What Makes It Different
The Folding Unit — internally designated FU Supercharger — is built around Tesla's V4 Supercharger architecture. Each station pairs a single V4 power cabinet with eight charging posts, all pre-assembled on a heavy-duty concrete base equipped with an industrial hinge system. The entire unit arrives on-site ready to unfold and connect, eliminating the extensive field labor that conventional Supercharger installation requires.
Telescopic light poles are built into the design specifically to simplify transportation and enable faster on-site deployment — a logistical detail that reflects how thoroughly Tesla has engineered the system around installation efficiency, not just hardware performance.
The Numbers
Each Folding Unit delivers up to 500 kW per stall, with a combined station output of 1.2 MW. Compared with traditional Supercharger deployment methods, the FU design reduces installation costs by more than 20 percent and cuts deployment time roughly in half.
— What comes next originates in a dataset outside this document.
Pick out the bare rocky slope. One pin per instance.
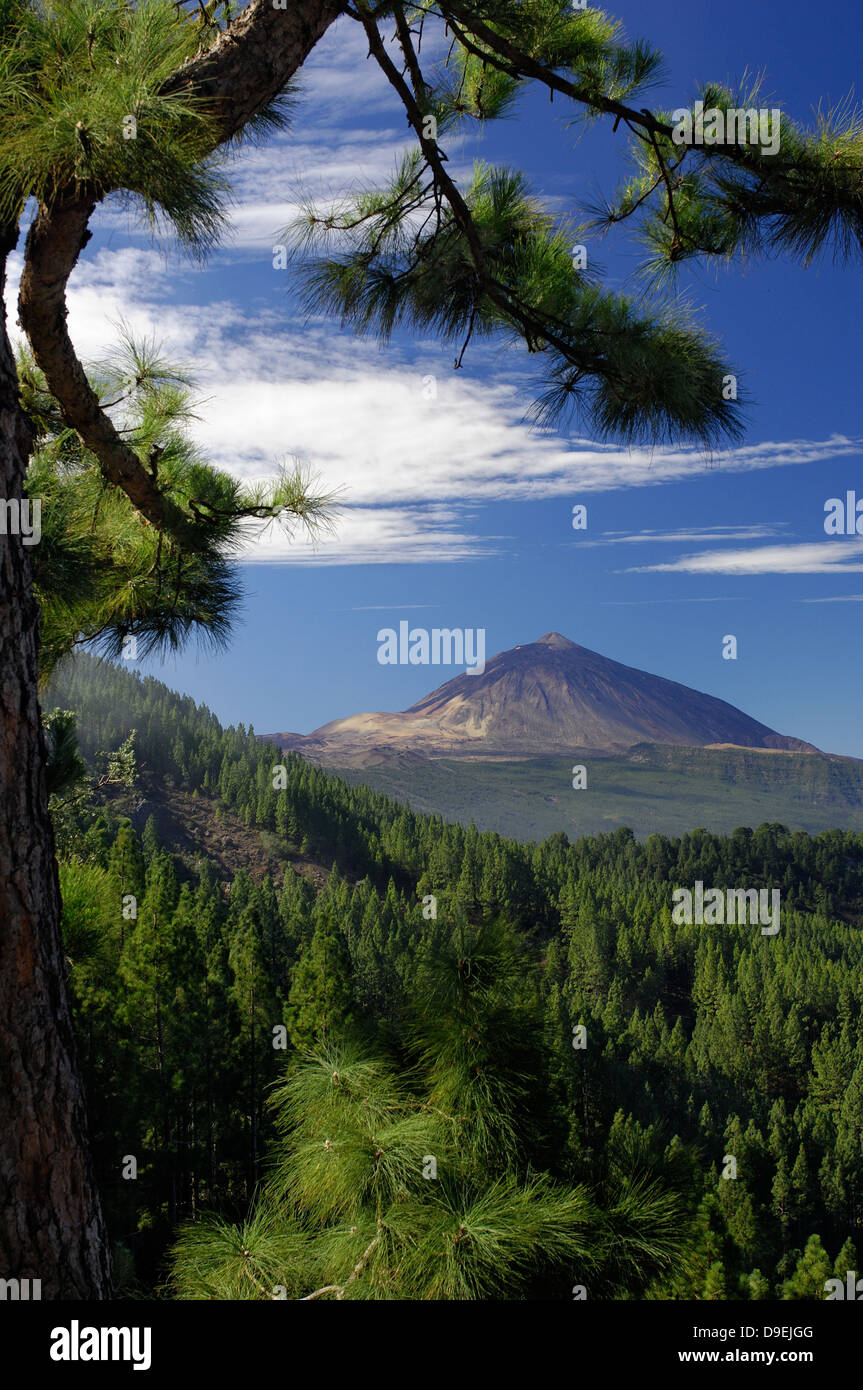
(538, 699)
The logistics gains compound those savings further. A single transport truck can now carry 16 posts — the equivalent of two complete FU stations — compared with a maximum of 12 posts under the previous configuration. That 33 percent improvement in transport density reduces freight costs and the environmental footprint associated with each new station buildout.
Field connections between DC busbars and on-site Tesla technician commissioning are also eliminated, removing two of the more time-consuming steps from the traditional process.